If you answered $100,000, sorry. The correct answer is $2,000. And the reasons for that shed light on the whole “student loan crisis” debate.
Robert Kelchen had a great piece yesterday pointing out that, among other things, “[s]ixty-three percent of students who started college in 2003-04 and defaulted on their loans by 2009 were college dropouts, while students with a bachelor’s or associate’s degree were only 4% of defaults.” Dropouts often leave with far less debt than graduates, which makes sense; they left sooner. But they left with far less earning power, making their smaller debt loads much harder to pay. What looks like a “high loan balance” issue is, in fact, a “low earning power” issue.
The Boston Globe offered confirmation with more recent data. Yesterday’s story included a handy table listing the default rates for the various colleges throughout Massachusetts.

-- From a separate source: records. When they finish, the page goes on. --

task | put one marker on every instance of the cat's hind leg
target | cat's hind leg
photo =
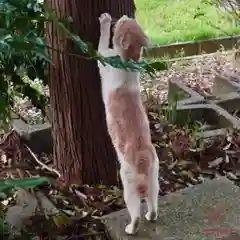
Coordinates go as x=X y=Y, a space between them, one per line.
x=105 y=26
x=132 y=199
x=152 y=198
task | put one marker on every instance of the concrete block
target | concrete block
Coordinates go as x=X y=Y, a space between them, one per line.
x=206 y=113
x=188 y=96
x=207 y=211
x=37 y=136
x=224 y=84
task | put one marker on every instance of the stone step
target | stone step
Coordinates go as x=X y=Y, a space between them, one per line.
x=207 y=211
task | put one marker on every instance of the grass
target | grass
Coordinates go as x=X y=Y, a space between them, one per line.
x=168 y=21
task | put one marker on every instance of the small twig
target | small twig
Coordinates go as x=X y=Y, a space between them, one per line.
x=42 y=164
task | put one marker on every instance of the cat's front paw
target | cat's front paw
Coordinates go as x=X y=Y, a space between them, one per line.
x=105 y=18
x=130 y=230
x=133 y=227
x=151 y=216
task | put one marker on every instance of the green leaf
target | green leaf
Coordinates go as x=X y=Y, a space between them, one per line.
x=22 y=183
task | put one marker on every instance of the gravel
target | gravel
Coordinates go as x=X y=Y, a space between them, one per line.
x=197 y=73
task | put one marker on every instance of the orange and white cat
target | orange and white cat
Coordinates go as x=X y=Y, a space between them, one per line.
x=127 y=122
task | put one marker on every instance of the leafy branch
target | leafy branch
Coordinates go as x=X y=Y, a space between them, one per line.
x=23 y=48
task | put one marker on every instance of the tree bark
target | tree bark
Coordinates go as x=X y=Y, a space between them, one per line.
x=83 y=152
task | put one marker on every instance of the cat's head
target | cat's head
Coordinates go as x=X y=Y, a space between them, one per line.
x=129 y=38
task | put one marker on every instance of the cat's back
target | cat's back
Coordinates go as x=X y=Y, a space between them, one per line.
x=126 y=112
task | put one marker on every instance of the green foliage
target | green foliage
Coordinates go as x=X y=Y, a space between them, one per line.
x=23 y=49
x=7 y=189
x=21 y=29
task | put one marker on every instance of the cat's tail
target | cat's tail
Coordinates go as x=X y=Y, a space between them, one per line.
x=143 y=163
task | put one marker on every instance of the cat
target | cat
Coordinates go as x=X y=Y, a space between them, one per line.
x=127 y=122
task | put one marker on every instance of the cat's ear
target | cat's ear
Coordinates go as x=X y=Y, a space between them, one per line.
x=125 y=40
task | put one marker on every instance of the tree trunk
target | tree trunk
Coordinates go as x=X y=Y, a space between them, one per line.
x=83 y=152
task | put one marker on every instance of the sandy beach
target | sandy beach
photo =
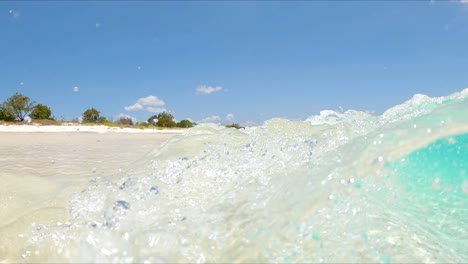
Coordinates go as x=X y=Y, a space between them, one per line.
x=41 y=166
x=71 y=127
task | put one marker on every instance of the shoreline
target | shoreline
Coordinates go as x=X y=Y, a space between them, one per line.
x=67 y=128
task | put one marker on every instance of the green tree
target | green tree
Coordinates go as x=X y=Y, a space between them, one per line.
x=41 y=112
x=18 y=106
x=5 y=115
x=91 y=116
x=235 y=125
x=162 y=120
x=185 y=123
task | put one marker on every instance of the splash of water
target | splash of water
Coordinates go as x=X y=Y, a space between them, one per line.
x=339 y=187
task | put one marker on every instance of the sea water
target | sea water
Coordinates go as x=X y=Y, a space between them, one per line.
x=337 y=187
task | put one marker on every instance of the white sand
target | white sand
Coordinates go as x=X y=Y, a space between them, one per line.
x=40 y=171
x=82 y=128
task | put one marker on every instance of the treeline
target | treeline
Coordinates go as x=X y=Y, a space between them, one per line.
x=19 y=107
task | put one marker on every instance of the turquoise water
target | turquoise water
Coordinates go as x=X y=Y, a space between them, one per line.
x=337 y=187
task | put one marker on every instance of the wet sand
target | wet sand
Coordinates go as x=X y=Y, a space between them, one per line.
x=40 y=171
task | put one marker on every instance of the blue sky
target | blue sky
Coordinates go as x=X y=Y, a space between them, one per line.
x=231 y=61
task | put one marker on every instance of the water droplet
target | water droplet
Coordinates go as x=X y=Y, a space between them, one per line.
x=436 y=184
x=154 y=190
x=465 y=186
x=121 y=204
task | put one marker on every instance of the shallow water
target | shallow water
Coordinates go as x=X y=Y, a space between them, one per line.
x=338 y=187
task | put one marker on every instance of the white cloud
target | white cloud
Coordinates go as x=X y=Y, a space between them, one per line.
x=210 y=119
x=249 y=123
x=229 y=117
x=150 y=103
x=208 y=89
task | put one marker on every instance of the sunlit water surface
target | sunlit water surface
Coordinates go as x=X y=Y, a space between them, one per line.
x=338 y=187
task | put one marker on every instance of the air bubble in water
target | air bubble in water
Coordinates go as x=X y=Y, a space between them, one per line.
x=436 y=184
x=121 y=204
x=465 y=186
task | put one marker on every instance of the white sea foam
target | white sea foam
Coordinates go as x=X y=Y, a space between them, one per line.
x=339 y=187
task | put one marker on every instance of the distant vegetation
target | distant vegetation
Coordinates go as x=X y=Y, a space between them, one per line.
x=41 y=111
x=167 y=120
x=235 y=125
x=17 y=107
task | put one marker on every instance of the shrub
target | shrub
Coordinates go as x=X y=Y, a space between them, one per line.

A sample:
Greenfield Community College: 22% default rate
Westfield State University: 4.6% default rate
Williams College: 1.8% default rate
As the cost of the college goes up, the default rate goes down. The relationship isn’t perfect: despite nearly identical costs, Amherst College’s default rate was more than double that of Williams’. But in broad terms, the community college sector -- the most affordable, by far -- had the highest default rates. And that’s in a state in which the community college default rate was lower than the national average.
Though counterintuitive in some ways, these findings actually offer some grounds for optimism. At a really basic level, I don’t think it’s a coincidence that loan default rates spiked during the Great Recession; as the job market recovers -- slowly, but still -- I’d expect to see default rates retreat. And to the extent that colleges do a better job of keeping students on track to graduation, default rates should drop even as average balances increase. That’s because attending long enough to graduate may entail taking out more loans than walking away after a semester or two, but the payoff from the degree is more than worth it.

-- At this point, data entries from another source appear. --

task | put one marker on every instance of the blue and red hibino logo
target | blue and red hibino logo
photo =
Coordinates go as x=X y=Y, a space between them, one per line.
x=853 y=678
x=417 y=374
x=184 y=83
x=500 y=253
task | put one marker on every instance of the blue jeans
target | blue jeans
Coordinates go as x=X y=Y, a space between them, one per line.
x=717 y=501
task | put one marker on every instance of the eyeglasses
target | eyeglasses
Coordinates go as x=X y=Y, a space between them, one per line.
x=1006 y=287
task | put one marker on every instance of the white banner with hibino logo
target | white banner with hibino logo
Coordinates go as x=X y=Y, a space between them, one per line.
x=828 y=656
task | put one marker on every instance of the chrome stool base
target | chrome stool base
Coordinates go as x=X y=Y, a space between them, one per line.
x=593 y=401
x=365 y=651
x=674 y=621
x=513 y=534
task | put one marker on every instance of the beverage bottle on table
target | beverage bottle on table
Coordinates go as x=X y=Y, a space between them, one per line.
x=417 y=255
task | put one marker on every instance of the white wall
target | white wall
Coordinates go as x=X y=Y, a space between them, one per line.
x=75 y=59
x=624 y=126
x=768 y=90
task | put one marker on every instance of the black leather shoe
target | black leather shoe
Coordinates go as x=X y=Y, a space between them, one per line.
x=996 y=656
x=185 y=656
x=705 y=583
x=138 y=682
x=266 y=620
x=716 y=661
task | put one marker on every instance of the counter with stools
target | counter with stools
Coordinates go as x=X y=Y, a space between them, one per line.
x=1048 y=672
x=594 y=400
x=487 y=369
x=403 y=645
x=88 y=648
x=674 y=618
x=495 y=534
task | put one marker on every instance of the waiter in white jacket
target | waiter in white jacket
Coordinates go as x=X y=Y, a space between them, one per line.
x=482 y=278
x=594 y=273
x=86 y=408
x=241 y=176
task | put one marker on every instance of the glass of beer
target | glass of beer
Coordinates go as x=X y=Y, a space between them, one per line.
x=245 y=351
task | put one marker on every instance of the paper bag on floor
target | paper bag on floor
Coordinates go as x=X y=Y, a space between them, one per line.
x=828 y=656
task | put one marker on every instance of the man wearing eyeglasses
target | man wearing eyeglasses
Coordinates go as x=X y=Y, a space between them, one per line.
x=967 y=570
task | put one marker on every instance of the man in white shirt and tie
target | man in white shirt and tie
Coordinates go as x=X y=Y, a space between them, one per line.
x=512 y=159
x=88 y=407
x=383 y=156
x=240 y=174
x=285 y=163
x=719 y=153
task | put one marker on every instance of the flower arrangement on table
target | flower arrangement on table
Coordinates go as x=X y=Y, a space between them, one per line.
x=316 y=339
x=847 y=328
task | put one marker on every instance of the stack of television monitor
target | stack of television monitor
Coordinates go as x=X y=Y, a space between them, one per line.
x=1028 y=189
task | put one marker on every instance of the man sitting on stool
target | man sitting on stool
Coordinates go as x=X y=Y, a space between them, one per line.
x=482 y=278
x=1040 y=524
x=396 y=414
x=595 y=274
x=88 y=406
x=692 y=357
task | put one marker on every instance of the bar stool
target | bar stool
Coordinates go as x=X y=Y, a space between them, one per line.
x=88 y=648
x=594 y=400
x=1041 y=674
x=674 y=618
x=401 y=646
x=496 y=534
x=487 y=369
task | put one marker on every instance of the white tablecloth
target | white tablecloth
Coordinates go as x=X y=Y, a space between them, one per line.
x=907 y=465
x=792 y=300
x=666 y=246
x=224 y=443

Are these findings a rebuttal to the “free community college” movement? If less debt is more bad, would no debt be the worst of all?
Um, no. Because the default problem is really a wage problem. For students who drop out anyway, less debt is better than more debt. The real public policy problem is the student who drops out with enough debt to matter, but without a serious income. The “free community college” movement addresses the first directly, by eliminating tuition, and the second indirectly, by making it easier to pay living costs. Students who can cover their living costs are likelier to persist and graduate.
Statistically, too little debt behaves like too much. But that’s a trick of the math. The real crisis isn’t around student loans; it’s around entry-level salaries. Until we figure that out, we’ll keep trying to solve the wrong problems.